Although the Bluechiip tracking technology has initial applications in the healthcare industry, it also has applications in pathology, clinical trials, biorepositories and forensics. Other key markets for the technology could include security, defence, industrial, manufacturing, waste, aerospace and aviation.
This new technology enables data to be read at temperatures as low as those reached in liquid nitrogen, approximately –196 degrees Celsius, and as high as 200 degrees Celsius. Data can also be transmitted through frost.

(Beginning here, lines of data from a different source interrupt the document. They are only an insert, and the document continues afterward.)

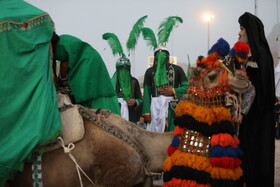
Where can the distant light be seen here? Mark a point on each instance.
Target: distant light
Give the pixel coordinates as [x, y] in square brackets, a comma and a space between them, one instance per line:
[208, 17]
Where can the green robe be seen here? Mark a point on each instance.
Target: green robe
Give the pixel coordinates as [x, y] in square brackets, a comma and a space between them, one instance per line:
[176, 79]
[88, 77]
[28, 105]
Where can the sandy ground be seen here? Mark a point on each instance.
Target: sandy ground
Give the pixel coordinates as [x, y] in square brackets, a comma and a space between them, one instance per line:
[277, 167]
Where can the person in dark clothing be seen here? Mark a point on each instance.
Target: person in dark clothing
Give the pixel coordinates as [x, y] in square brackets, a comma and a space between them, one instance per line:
[277, 119]
[127, 89]
[257, 130]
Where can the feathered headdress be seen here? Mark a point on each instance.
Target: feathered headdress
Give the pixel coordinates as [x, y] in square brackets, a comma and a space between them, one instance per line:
[163, 34]
[123, 63]
[116, 46]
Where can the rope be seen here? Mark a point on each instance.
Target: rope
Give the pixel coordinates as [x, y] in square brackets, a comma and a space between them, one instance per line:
[67, 150]
[117, 132]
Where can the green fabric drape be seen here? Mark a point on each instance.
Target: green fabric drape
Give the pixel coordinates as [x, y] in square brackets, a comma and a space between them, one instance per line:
[88, 76]
[161, 78]
[28, 105]
[125, 84]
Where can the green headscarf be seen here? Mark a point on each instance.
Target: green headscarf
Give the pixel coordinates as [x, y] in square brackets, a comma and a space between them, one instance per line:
[161, 77]
[123, 76]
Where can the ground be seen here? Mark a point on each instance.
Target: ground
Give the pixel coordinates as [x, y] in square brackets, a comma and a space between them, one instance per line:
[158, 183]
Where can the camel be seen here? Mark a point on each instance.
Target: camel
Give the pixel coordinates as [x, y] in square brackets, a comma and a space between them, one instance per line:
[125, 159]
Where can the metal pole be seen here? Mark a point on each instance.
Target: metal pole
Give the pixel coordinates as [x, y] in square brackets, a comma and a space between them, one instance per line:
[208, 35]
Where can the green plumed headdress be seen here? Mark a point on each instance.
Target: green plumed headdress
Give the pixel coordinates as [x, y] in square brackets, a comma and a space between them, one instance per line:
[123, 63]
[164, 30]
[116, 46]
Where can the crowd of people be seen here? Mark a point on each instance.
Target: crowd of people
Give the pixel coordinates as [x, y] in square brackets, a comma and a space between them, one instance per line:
[171, 101]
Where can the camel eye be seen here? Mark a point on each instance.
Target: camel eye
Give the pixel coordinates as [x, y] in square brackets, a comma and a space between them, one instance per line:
[212, 77]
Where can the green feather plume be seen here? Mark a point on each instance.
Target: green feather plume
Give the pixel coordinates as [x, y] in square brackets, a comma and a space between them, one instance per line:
[114, 43]
[166, 27]
[135, 33]
[150, 37]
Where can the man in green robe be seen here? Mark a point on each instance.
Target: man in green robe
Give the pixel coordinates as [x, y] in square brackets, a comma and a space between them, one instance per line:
[127, 89]
[88, 77]
[28, 105]
[164, 84]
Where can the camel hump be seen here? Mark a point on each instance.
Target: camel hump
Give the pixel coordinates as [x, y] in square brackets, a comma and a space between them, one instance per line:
[73, 128]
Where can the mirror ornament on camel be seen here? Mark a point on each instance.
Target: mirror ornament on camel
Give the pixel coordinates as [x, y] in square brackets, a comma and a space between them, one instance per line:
[204, 151]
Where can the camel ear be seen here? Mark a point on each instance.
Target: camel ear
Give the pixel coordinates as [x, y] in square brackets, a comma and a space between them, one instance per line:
[239, 82]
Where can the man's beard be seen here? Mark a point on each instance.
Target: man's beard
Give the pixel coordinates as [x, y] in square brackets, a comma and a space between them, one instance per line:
[244, 38]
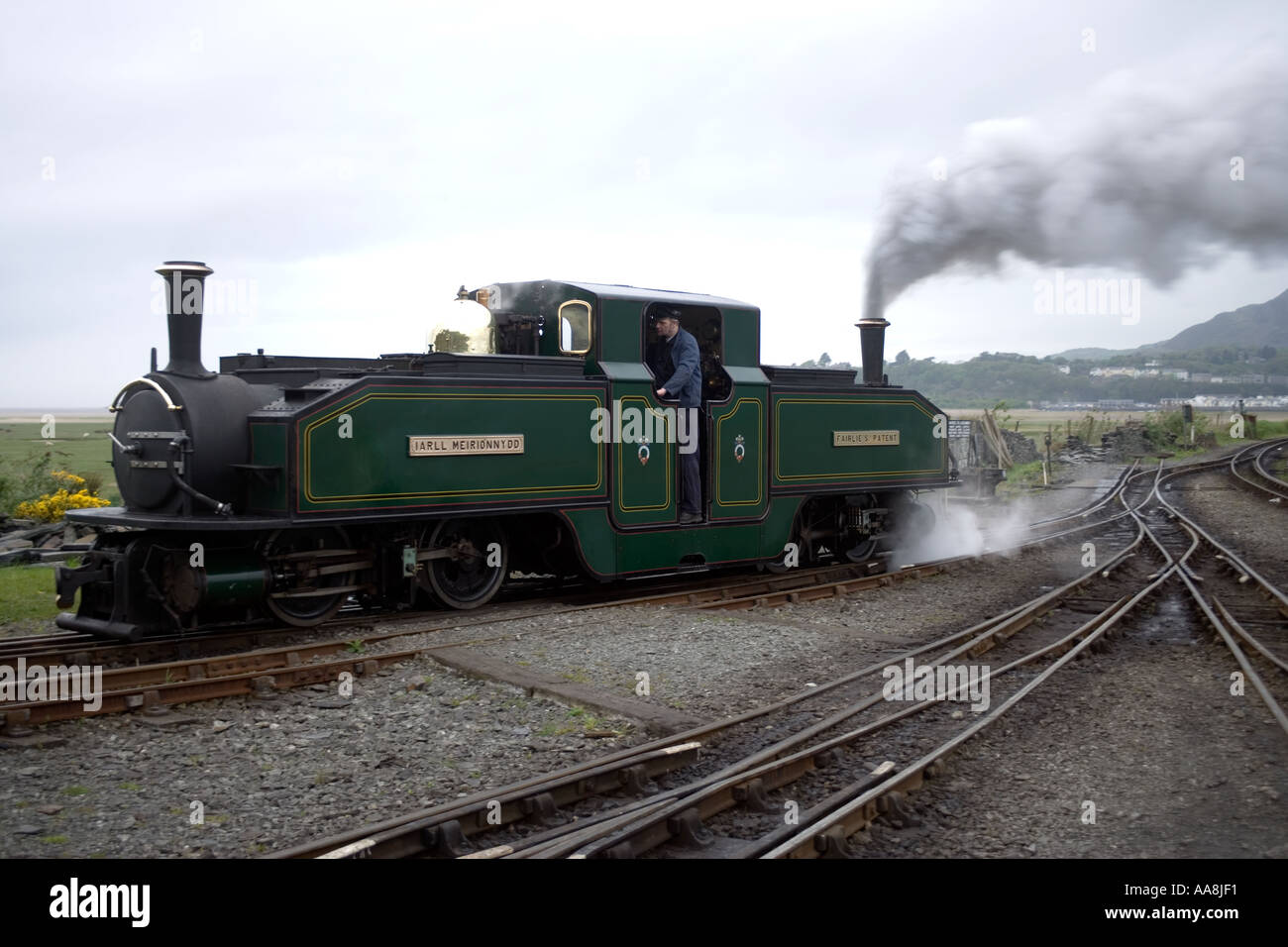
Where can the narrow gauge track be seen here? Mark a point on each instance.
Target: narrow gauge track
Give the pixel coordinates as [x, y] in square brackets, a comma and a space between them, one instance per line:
[635, 826]
[682, 813]
[183, 680]
[1260, 478]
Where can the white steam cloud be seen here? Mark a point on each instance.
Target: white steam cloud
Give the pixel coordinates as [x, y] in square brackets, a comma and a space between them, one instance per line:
[1159, 176]
[962, 531]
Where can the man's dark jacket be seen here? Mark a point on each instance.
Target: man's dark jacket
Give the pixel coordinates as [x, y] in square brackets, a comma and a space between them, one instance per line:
[682, 368]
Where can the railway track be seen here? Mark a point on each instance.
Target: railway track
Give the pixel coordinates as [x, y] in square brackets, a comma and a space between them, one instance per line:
[694, 812]
[180, 677]
[141, 682]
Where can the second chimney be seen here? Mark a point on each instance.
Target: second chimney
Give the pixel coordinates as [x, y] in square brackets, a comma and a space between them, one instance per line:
[872, 343]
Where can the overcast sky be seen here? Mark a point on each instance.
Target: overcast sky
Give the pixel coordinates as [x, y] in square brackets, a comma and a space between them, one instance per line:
[344, 167]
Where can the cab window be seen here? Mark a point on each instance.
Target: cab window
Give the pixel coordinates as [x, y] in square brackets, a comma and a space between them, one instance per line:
[575, 328]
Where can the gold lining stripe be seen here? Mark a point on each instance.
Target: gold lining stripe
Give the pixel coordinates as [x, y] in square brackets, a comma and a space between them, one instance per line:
[857, 474]
[760, 449]
[621, 488]
[307, 434]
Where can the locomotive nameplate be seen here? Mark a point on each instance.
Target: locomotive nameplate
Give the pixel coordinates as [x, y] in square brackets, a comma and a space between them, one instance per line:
[864, 438]
[452, 445]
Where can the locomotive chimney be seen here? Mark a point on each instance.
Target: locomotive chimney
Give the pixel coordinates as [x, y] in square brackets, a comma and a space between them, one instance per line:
[872, 343]
[185, 290]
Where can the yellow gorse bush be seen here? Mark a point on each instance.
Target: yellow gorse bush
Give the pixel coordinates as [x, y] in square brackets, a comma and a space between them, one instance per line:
[52, 506]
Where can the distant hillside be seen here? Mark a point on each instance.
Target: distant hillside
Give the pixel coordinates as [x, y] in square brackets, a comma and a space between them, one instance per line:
[1248, 326]
[1261, 324]
[1091, 355]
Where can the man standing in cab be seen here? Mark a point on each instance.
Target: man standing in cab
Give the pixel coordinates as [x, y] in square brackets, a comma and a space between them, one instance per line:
[681, 365]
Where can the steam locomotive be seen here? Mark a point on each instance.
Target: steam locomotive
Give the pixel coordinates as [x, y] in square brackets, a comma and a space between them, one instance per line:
[284, 486]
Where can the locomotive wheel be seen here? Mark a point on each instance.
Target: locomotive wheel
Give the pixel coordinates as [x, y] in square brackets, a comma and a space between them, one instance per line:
[463, 579]
[308, 609]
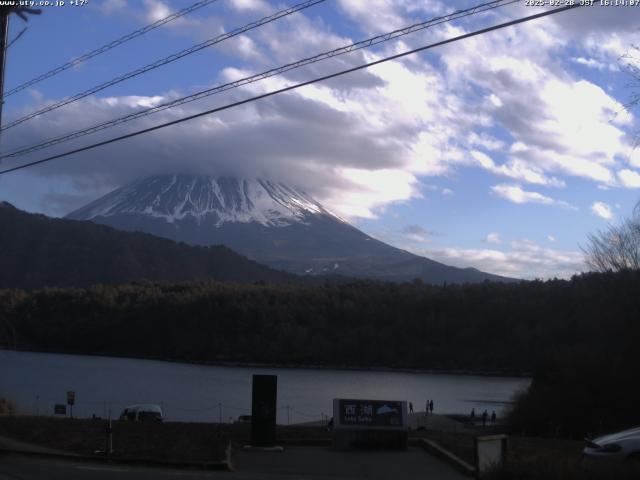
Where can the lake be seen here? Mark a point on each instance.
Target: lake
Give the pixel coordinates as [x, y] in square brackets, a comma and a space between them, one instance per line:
[37, 381]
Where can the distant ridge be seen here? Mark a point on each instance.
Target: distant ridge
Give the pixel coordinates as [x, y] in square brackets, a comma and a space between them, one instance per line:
[38, 251]
[273, 223]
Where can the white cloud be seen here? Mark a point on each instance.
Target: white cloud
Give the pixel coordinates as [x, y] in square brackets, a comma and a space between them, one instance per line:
[524, 259]
[516, 169]
[515, 194]
[259, 6]
[591, 63]
[602, 210]
[157, 10]
[493, 237]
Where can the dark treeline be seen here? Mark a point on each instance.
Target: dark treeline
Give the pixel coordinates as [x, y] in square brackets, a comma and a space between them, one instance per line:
[579, 337]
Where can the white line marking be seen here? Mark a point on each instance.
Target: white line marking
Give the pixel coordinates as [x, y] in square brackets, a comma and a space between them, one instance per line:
[101, 469]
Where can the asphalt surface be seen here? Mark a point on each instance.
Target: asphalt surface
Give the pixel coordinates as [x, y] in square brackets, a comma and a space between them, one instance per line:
[304, 463]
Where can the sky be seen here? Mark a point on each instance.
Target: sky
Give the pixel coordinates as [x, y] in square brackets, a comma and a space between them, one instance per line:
[501, 152]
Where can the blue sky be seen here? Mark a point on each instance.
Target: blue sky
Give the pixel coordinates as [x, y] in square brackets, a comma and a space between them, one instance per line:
[500, 152]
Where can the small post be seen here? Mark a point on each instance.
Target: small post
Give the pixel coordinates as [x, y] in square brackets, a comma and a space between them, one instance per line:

Bluechiip's tracking solution has also been field-proven to survive autoclaving, gamma irradiation sterilization, humidification, centrifuging, cryogenic storage and frosting. The new technology is based on MEMS-based resonators within a tiny and purely mechanical chip, containing no electronics whatsoever. The tracking tag, which comprises this mechanical chip and an antenna, can either be embedded or manufactured into a storage product, such as a vial or a bag. Easy identification, along with any associated information from the tag can be detected by a reader, which can also log the temperature history of the tagged items.